Sunday, January 30, 2011

And the Brits Went After the Grays, Perhaps They Thought They Were Irish!

In the WSJ they now state that the demise of the red squirrel in England is not due to the gray squirrel, some of whom are my best friends, but some virus to which the red are most sensitive but the grays are less.

The WSJ states:

The role of parasites in causing species to decline is often overlooked. Native European red squirrels, for example, have long been retreating in Britain at the hands of the American gray squirrel, which menagerie-owning aristocrats introduced in the 19th century. For years it was thought to be the competition for food that prevented the squirrels' co-existence, but now scientists place most of the blame on a parapox virus that causes a mild illness to the grays but kills the reds.

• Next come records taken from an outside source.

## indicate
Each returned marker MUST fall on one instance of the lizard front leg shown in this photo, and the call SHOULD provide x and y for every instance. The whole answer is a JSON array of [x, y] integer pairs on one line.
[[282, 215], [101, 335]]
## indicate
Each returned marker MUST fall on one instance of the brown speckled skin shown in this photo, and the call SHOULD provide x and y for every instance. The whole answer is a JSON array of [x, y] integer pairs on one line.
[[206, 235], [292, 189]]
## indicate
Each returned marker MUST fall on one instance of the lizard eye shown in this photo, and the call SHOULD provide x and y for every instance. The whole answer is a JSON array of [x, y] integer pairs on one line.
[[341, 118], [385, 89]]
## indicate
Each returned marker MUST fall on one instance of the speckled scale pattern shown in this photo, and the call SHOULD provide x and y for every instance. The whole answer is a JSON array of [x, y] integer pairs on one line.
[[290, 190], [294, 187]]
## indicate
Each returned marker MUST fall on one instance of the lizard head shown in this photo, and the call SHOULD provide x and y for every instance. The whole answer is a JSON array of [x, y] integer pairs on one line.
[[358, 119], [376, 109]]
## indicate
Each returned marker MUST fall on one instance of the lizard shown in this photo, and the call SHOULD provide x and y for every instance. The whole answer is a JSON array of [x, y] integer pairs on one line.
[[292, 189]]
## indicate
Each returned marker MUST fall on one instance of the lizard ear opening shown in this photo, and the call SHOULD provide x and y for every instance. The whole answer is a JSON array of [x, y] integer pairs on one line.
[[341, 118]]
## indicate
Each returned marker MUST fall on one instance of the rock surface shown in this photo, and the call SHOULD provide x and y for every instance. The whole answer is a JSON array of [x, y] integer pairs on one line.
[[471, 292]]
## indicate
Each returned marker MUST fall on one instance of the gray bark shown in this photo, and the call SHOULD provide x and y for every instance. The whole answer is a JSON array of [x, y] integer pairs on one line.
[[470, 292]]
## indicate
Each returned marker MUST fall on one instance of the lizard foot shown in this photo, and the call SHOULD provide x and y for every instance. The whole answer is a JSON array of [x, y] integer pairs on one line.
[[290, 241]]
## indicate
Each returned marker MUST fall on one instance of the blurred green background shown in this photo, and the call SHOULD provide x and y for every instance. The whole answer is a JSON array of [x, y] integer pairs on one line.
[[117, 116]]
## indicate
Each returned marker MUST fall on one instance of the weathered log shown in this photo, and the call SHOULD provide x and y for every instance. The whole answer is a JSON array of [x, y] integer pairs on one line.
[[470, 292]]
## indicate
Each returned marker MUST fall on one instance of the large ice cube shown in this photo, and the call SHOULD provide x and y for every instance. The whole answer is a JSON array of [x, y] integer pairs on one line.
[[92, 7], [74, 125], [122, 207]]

As this case shows, blaming a pathogen does not exculpate people. A new disease usually runs rampant because human beings have introduced it inadvertently—or, in the case of the rabbit disease myxomatosis, deliberately. A virus of native South American rabbits, "myxy" (as it is called) killed 90% of European rabbits when deliberately released in Australia and Europe in the 1950s. Resistance has since grown, but slowly.

 It was just a couple of years ago that the Brits thought they should have an all out massacre of the gray squirrel assuming the American invader was the cause not a co-sufferer of the disease. A classic British response, kill them off.